– Le tabagisme facteur de risque de la polyarthrite rhumatoïde qu’en présence de certains gènes (01/01/2006)
Certains gènes situés au niveau du complexe majeur d’histocompatibilité (MHC) de classe II semblent jouer un rôle central dans la susceptibilité génétique à la polyarthrite rhumatoïde (PR). L’association entre cette maladie et les déterminants sérologiques HLA-DRB4 et DRB1 est connue depuis une vingtaine d’années.
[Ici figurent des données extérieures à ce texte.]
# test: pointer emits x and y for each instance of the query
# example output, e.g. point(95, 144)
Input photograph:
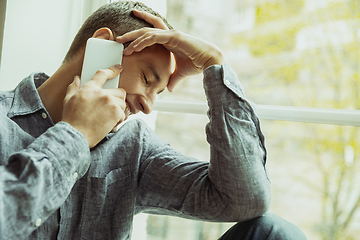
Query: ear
point(104, 33)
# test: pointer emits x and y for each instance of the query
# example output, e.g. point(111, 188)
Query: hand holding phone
point(101, 54)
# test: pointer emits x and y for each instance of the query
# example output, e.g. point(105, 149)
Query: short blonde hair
point(117, 16)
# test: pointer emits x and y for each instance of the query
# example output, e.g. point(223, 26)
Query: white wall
point(37, 35)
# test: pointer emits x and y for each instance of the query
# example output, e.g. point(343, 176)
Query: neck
point(53, 90)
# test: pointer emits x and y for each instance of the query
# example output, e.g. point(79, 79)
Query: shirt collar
point(26, 96)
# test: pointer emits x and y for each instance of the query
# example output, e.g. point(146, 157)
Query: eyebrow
point(156, 76)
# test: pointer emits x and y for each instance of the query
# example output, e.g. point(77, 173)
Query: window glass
point(296, 53)
point(313, 170)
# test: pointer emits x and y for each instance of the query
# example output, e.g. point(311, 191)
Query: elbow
point(251, 206)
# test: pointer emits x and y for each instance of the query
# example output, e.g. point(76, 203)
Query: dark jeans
point(269, 227)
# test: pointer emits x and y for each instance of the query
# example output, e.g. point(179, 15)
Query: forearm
point(237, 164)
point(38, 179)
Elle se limiterait à certains sous-types de DRB4 et de DRB1 qui ont en commun une séquence (épitope ou motif) d’acides aminés.
De là est née la théorie de l’épitope partagé qui met en cause certains allèles HLA-DRB1. Les acides aminés qui leur correspondent sont situés dans une région moléculaire qui joue un rôle critique dans la liaison du MHC aux antigènes et leur présentation aux récepteurs des cellules T. Les gènes de l’épitope partagé sont cependant retrouvés chez des sujets qui ne seront pas touchés par la PR, ce qui plaide en faveur d’une interaction entre ceux-ci et l’environnement selon des modalités qui restent à établir.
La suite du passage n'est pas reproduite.